What You Should Know About Hormonal Imbalance
Something is off with your body’s rhythms, and you don’t feel at all like yourself. You have maintained your exercise regime, yet you can no longer control your weight, and you’ve added annoying belly fat. Cravings seem to pop up out of nowhere, and you’re sometimes battling digestive issues. On top of that, you’re exhausted because you can’t get a good night’s sleep and your sex drive has plummeted. One minute you are anxious and irritable, and the next moment you feel depressed. What’s suddenly going on with your body, and why?

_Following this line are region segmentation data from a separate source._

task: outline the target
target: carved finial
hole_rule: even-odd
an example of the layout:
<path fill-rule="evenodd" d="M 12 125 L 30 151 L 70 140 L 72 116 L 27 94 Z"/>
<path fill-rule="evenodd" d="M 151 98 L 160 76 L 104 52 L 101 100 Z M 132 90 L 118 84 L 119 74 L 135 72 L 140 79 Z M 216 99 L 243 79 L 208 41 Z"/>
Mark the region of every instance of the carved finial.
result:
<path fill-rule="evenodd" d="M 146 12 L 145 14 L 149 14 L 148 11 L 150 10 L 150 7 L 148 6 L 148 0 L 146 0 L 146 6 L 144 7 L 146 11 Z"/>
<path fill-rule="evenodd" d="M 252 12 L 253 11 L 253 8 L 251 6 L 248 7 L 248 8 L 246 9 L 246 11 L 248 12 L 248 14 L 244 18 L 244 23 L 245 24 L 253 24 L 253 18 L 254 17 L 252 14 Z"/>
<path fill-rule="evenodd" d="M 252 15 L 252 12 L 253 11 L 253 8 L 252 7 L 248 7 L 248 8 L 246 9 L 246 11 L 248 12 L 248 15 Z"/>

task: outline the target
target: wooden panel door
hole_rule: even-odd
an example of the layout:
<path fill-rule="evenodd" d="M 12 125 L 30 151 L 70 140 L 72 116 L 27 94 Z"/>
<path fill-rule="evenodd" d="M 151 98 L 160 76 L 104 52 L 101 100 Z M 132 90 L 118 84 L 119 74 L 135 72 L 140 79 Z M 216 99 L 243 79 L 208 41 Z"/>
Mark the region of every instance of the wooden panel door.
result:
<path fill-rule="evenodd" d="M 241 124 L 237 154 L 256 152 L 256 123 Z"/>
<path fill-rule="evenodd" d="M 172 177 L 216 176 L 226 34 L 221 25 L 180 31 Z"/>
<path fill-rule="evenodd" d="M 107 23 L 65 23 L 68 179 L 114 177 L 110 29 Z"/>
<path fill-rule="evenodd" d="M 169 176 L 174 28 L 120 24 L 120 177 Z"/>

Understanding Hormones in Women
Your symptoms may be tied to a hormonal imbalance, a condition that can occur throughout the stages of life. Hormones are substances produced in the body that influence the way the body grows and develops. According to the Hormone Health Network, hormone levels change with growth and age and can affect everything from reproduction and sexual function, to metabolism and moods.
Hormonal Changes Through Life Stages
As we age, our bodies continue to change. In each of the following phases of your life, you may experience hormonal fluctuations.
1) Teens and Puberty
Hormonal changes have noticeable effects. Think back to middle school or high school when puberty began and you first got your period. You suddenly had breasts and curves, and hair grew in places you’d never had hair before. Your PMS symptoms may have included cramps, headaches, bloating, acne, and fatigue, to name just a few. What’s more, your period was annoyingly irregular. You wanted to scream one minute and cry the next. It was your transition from childhood to early adulthood, but you really didn’t always like the way it made you feel.
For many young women, a visit to the doctor can help, as he or she can clearly explain what is happening both physically and emotionally and why. Doctors also provide useful tips for coping with PMS.
2) The Reproductive Years
Jump forward a few years, and you have become a pro at dealing with PMS symptoms and your period. But now your period stops because you’re pregnant, and pregnancy hormones kick in with a vengeance. Six major hormones – HGC, progesterone, estrogen, oxytocin, prolactin, and relaxin – turn your world upside down, and you must cope with symptoms ranging from morning sickness and gastrointestinal issues to changes in skin pigmentation and various aches and pains. The good news is that when your new baby arrives, these hormonal changes eventually will disappear.
The next hormonal transition is perimenopause which can last between four and eight years, and is the pre-cursor to menopause. During this stage, the ovaries are rebalancing their estrogen and progesterone production and preparing for menopause, which is the final cessation of menstruation, ovulation and fertility.
Menopause, which occurs in women in their late 40s and early 50s, brings with it a slew of physical and psychological symptoms, ranging from hot flashes , night sweats, insomnia and fatigue, to weight gain, mood swings, vaginal dryness and changes in sex drive. Feelings of anxiety, loss of confidence, memory lapses and clouded thinking may also occur.
Many women may be confused by the symptoms of menopause, particularly if they are still getting their period. However, many who are in the early stages of menopause still menstruate, though it may not be consistent.
Coping with Hormonal Imbalance
Hormonal shifts are to be expected throughout life. Fortunately, the following actions can help:
- Follow a healthy diet, including one rich in fiber, fruits, vegetables and healthy fats.
- Exercise regularly. You don’t have to climb a mountain. Gentle exercise is good, too.
- Get more sleep. A good night’s sleep can help improve energy levels.
- Reduce stress. One’s mood can vastly improve when you have more time to breathe.
- Stop smoking and reduce alcohol intake. This will help with hormonal imbalances, and will improve your overall health.
- Visit your doctor. He or she can provide education and other tips and also rule out other potential health issues.
Although hormonal fluctuations can certainly have an impact on how you are feeling emotionally and physically, there are ways to control your symptoms and find the relief you need.